Social media is turning into a vast graveyard for profiles of owners who have passed away, leaving them unattended or as standing memorials. And some experts are urging social networks to do more to help users prepare for their digital deaths.
There are millions of them – pages that remain on social media sites, and in some cases, automatically update after their owners’ death.
The numbers vary from 5 million to as many as 300 million, according to Jed Brubaker, a digital death expert with the University of Colorado, Boulder. But it’s hard to know the exact numbers because “tracking the rate of death across the world is hard,” he said.
Facebook, in particular, has millions of dead profiles that could overtake those of the living by the latter half of the century, if the social media giant fails to grow its user base further.
“This of course presumes that … what Facebook will look like 20 years from now is what it looks like right now in 2017,” Brubaker noted.
Social media was developed as a place for people to connect with friends, family and colleagues. And Brubaker’s research shows this continues to be the case even after people have died.
“We turn to social media profiles as a way to remember, to reflect on the memories of loved ones, or to remain connected to them and remind ourselves of who or what they meant to us while they were alive,” he said.
But unlike funerals, typically attended by relatives, friends, and acquaintances, social media breaks down space and time barriers. A post about someone’s death reaches friends and strangers around the world. Sometimes people don’t see it until months later as it gets buried under a deluge of information.
Facebook alone shares up to 4.7 billion pieces of content daily, according to Ken Huening, founder of MiLegacy, a media archive service. When something is posted in the morning, “if you don’t look on your Facebook [account] until later in the evening,” he said, “you have to scroll through a number of different top topics and various different people” to find what you are looking for.
“People get information about death the way they might learn about “the latest political update or shoot viral cat videos,” said Brubaker. “And this is in contrast to what we historically might have thought of as a fellow picking up the phone and calling you, and learning about it in a more intimate and supportive conversation.”
Some death studies experts, noted Brubaker, argue that social media is “repositioning” death back into everyday practices as a way to keep information about ancestors present for reflection.
These are memories and photographs that often are tucked away in physical scrapbooks and photo albums. And they are the things people risk their lives to save when disaster strikes.
But in a world that increasingly digitizes everyday life, these prized possessions are now on smartphones, social media sites, and cloud servers. When they disappear, then “what we’re losing is actually all the photos that maybe ever existed of those people,” said Brubaker.
Yet his research shows that people tend to de-prioritize non-material things, so they defer making decisions about the fate of their digital assets. At the same time, when asked about the experiences they’ve had with loved ones and their digital memories, people spoke about “the immense, incredible importance of those spaces,” he said.
Services like MiLegacy are filling the gap. Registered users can upload the memories they have on their phones to their profiles, where they can curate them and share them with trusted contacts. And with the “time capsule” feature, users can leave audio and written messages for their children and grandchildren “that will post in the future,” said Huening.
These types of services are relatively new. Some, like MiLegacy, let people save their digital credentials to pass on after their death to designated caretakers.

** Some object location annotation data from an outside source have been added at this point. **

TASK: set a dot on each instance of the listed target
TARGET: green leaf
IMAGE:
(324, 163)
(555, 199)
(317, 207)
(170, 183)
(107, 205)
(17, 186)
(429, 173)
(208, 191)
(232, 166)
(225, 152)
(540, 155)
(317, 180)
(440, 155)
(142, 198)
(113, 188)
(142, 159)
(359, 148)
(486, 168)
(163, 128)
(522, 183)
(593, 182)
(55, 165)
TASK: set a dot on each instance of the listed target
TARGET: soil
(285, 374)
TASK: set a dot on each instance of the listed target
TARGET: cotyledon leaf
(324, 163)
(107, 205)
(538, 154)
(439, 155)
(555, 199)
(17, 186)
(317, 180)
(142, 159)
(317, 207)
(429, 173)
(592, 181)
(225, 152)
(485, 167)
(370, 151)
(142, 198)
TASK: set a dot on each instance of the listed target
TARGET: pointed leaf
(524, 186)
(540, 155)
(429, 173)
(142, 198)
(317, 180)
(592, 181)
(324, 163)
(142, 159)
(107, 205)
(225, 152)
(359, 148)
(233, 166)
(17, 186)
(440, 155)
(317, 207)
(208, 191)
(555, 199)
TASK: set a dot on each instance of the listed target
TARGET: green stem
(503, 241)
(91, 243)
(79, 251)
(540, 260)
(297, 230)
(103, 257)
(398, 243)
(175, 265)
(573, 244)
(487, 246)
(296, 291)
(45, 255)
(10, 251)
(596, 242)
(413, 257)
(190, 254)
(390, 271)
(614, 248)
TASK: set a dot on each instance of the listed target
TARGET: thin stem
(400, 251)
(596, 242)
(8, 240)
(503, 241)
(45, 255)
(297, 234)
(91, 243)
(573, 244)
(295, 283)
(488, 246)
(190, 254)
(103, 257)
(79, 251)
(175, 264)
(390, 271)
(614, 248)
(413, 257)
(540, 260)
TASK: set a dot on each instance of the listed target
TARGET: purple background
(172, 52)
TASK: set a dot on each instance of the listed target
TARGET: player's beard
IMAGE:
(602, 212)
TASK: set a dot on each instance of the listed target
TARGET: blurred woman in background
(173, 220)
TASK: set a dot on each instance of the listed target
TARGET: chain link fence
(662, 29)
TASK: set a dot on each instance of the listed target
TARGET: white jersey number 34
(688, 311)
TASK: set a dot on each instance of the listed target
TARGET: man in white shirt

The process takes away “from having to go through a whole legal process,” he said.
Brubaker said social media services also should do more to help people decide the fate of their digital profiles. And he has been working to reconcile the living and the dead on social media by figuring out “how postmortem data and how our digital legacies can inform our lives today and encourage us to be more reflective.
“There’s a bit of an irony with social media,” he noted. “We’re so bent on capturing our social lives that maybe we need to pay a little more attention or at least build up the policies or tools to let users make their own choices for what is inevitably one of the most important social things that will ever happen to us, which is our death.”